NFL Street Takes Football 'Extreme'
Thanks to IGN PS2 for posting their hands-on impressions of EA's newly unveiled NFL Street. This more 'street' alternative to EA's own Madden series, modeled on other EA BIG titles such as the NBA Street series, is described as "..seven-on-seven street ball showcasing the showoff skills and showboat style of the NFL elite. No helmets, no pads, but all the attitude you'd expect from the game's greats like Ray Lewis, Terrell Owens, Michael Vick, and Marshall Faulk." Could this title join Madden in outselling Sega Sports' football titles, despite Sega's attempts to catch up?
So we'll have a block button, a pass button, a tackle button, and a stab button?
WHOAH, that ain't right.
Midway was asked by the NFL to tone back the violence in Blitz, so they decided to make all their games more realistic. How can EA get away with this?
Most players of basketball actually play in the street, but football? Who plays football in the street?
Now we have street football, but we can't get a decent Arena Football videogame. What is this world coming to?
What this game does is give people a way to really get to know the players. The NBA has always excelled at marketing their players because you see the guys and they're up close and personal on the television. The NFL doesn't have this benefit but this game will help to bridge that gap - especially if it is anywhere near as well done as NBA Street Volume 2.
Another poster mentioned the NFL Blitz series - good games - but they don't offer this marketing benefit to the NFL that this new game by EA will.
I hate liberals. If you are a liberal, do not reply.
By the way - the Street games aren't any more violent than a regular sports game. It's a question of style and tricks - and how smooooooth you can be in the game. ;)
Now, if you'll excuse me, I need to practice my "Refridgerator" Shuffle.
8 Man football in Rural US.
That's right, soon you will have the exciting opportunity to represent a high school of 30 people who have the nerds on the same team as the jocks (playing far far left wide reciever, and ineffective right tackle).
All the excitement without the hassle of driving 4 hours to the next small-town to play football against.
This game will include such 8-Man football highlight towns as Hartington, NE, Dix, NE, Ffriend, NE, Meade, KS, and Glendo, WY.
Imagine the heart pounding action of this extreme sport as you hope your only decent player (QB, Safety and Field Goal Kicker) makes it through the season without injury.

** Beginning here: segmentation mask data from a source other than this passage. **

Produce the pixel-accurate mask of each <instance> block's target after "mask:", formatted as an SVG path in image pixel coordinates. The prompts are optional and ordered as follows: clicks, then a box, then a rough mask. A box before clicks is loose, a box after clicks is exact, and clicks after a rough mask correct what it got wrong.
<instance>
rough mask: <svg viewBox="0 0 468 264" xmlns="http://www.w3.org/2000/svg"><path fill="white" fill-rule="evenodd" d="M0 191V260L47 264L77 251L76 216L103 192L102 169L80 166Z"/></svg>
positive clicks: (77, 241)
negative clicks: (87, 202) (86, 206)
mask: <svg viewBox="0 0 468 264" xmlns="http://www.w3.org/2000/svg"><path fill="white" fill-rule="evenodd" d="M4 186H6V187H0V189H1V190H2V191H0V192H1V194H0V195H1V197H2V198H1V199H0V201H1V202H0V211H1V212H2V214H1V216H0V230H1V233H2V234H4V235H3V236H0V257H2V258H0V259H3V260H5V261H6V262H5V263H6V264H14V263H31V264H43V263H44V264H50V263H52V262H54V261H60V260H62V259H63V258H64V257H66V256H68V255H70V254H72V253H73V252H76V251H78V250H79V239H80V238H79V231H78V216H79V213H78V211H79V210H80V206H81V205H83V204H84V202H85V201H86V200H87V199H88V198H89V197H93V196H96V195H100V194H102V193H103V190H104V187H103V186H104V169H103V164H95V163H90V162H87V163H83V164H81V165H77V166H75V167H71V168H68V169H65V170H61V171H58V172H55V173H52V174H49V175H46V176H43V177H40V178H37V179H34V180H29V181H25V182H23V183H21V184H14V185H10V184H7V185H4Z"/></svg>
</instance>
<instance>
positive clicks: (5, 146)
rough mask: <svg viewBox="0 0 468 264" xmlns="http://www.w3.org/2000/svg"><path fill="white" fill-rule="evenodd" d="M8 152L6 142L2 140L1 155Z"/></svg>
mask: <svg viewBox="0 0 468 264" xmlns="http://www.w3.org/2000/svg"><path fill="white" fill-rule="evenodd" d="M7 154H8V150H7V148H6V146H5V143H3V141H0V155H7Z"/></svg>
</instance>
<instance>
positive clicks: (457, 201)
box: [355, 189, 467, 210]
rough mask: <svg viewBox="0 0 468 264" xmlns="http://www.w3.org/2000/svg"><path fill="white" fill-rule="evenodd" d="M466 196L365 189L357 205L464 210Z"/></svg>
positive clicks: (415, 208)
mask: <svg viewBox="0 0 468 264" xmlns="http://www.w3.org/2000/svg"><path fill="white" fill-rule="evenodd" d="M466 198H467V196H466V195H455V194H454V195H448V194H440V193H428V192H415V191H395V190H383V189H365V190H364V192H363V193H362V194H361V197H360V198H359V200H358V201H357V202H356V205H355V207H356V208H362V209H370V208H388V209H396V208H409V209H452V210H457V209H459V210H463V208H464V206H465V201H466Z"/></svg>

It's in your face BOREDOM to the EXTREME!!!
(The extra ! is for !!!)!
I just want to be that dude that goes around office buildings tackling people (and I'm not talking about the BSA!) I think it might be Terry Owens.
;-)
You could even have some plot stuff built into it. Like you've gotta tackle some exec before he sells the company, etc. Tackle the UPS guy before he can leave the lobby with the receptionists pen. There could be time trials, most injuries incured in 1 minute. Better yet, they could take some pads and make a DDR type game only instead of dancing around like a boy band member on crack, you'd be have this foam covered rubber pole that you'd jump against to simulate knocking co-workers on their asses. They coulc call it "Tackle revolution" or "Insta-lawsuit"
Yes Francis, the world has gone crazy.